Phoenix si chiedeva cosa sarebbe cambiato per lui se fosse stata arrestata definitivamente quella donna. Gli interessava davvero cosa pensavano le persone sul suo conto? Ora sarebbe stato visto come un martire, gli si sarebbero aperte nuove strade, offerte possibilità di redenzione per tutti gli sbagli commessi? Sarebbe stato davvero possibile uscire fuori da quel circolo di violenza?

Guardava la televisione nella sua roulotte, nella camera da letto chiusa a chiave, con le persiane abbassate, l'odore di sesso che premeva contro le pareti, Dyana sdraiata sul suo petto e gli occhi socchiusi, non abbastanza per non vedere quello che lo schermo trasmetteva. Immagini di Ellen con le mani legate dietro la schiena, veniva abbassata nella macchina della polizia e portata lontano.

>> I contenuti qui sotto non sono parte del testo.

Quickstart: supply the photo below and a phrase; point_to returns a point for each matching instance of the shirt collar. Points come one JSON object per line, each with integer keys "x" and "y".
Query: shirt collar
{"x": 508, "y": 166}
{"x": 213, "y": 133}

-La prossima settimana si terrà il processo. Sarò chiamato a testimoniare. Ryan mi ha detto che ci sarà bisogno di confessare ciò che ho fatto pagato da lei. Passerò un sacco di guai, e per cosa? Essere sincero? Non voglio tornare dentro.-

-Che confessi o meno, non ha importanza. Prima o poi queste cose si verranno a sapere. L'importante è che questo caso si chiuda e che tu rimanga fuori almeno dall'omicidio di Bred. E poi la giustizia sarà molto clemente con te, un povero ragazzo plagiato dall'assassina del padre da cui non è mai stato riconosciuto. Già li vedo i titoli pietosi del prossimo telegiornale; la faccia da cucciolo abbandonato senza una casa ce l'hai proprio tutta- gli prese il mento tra due dita –Piuttosto, mio zio in questo periodo è proprio nervoso. Mi controlla, vuole sapere dove vado, con chi, quando torno. Sta diventando troppo apprensivo e mi domanda spesso di te. Ti odia, ancora di più da quando hai cercato di soffocarlo. È convinto che sia stato tu ad uccidere Bred.-

-Lo sono quasi tutti.-

-Ancora per poco.-

Ed era vero. Se in quel momento contro Ellen c'era solo una camicia sporca di sangue, dopo ci sarebbero state tutte le deposizioni delle persone che la conoscevano. Non era stato solo Phoenix ad essere tiranneggiato da lei. Già una decina di prostitute era pronta a deporre per testimoniare contro Ellen. Se Phoenix avesse confessato tutto alla corte, avrebbe anche dovuto parlare di come quella donna gli metteva le mani addosso, di come gli chiedeva di spogliarsi, di toccarla contro la sua volontà. Lo aveva usato più volte, sotto minaccia, prima di una gara, o dopo una delle sue vittorie. Anche in casa, affianco alla camera di Ashton.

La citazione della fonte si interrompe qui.